SS – ASu – R2/D2 – O. Same structure, propagated wider and ran 800′ vertical.
Weather: Showery most of the day, with a significant pulse of snow from 10am till early afternoon. Storm total ~10″ snow, with .8″ SWE.
Snowpack: Went looking to see if the Jan 20th interface would reactivate under the weight of a new load. Turns out the Jan 20th interface wouldn’t be our concern.
Found radically different structures between slopes that had and had not avalanched. We dug in 2 slopes that had not avalanched, which gave us information that we misapplied the slopes below, which it turns out had avalanched previously and had much different structure.
First, went to look for 1/20 interface in a deep spot with light drifting near treeline. Northeast aspect, 11,200′. HS 240cm. ECTX, with slab fractures within in the new snow. No concern at the 1/20 interface, down 50cm.
Second, went to look for changes to 1/20 interface within 10 or 15′ of a skier triggered avalanche from last week. Northeast aspect, 11,100′. HS 140cm. ECTX, with slab fractures within the new snow. No concern at the 1/20 interface, down 50cm.
Third, dropped into a slope that we believed had not avalanched this season, expecting to trigger a shallow storm slab in the new snow. A little ways down the slope, at the first significant roll-over, one skier placed a hard cut and triggered D1.5 slide, about 50cm deep. The hitch was the total HS was only 80cm. This slope had slid before, leaving a dramatically different 1/20 interface, with much, much, much weaker snow.
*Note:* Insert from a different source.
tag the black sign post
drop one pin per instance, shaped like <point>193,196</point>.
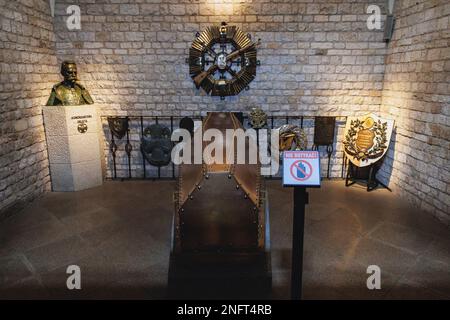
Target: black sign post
<point>300,201</point>
<point>301,170</point>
There was no visual indication that the slope had previously avalanched, and only a change in feel underfoot right at the point of the avalanche. After the first skier moved to safe ground, a second skier came down near the first track and remotely triggered (15′ away) a much broader avalanche in steeper adjacent terrain. Same structure, the slope had slid previously. At that point, both skiers skinned back to the ridge, opting to avoid this unexpected change in conditions and revert to the great snow on the lower angles sunny slopes.
Big lesson learned – thinking we were digging and looking for one problem, we found another problem, that was far touchier and broader propagating than expected. We were trying to figure out and find the weak layer responsible for the avalanches triggered a week before, which had been described as “wickedly touchy.” Our evidence in profiles very close to the prior avalanches didn’t match what we expected to find, nor the prior reports. Turns out we were in a completely different snowpack, because they were several feet outside of previous avalanches. When the evidence doesn’t match the report (of touchy conditions recently) consider the weirdness as a sign of uncertainty – proceed with caution. Fortunately, our habits of skiing the less exposed lines payed dividents, though it was too close for comfort.
Bottom line – head’s up, the slopes that avalanched in the Holiday cycle, or the early January cycle have reloaded in the deeper snow zones around Paradise Divide, and they may react much differently than the adjacent terrain with an intact full-season’s snowpack.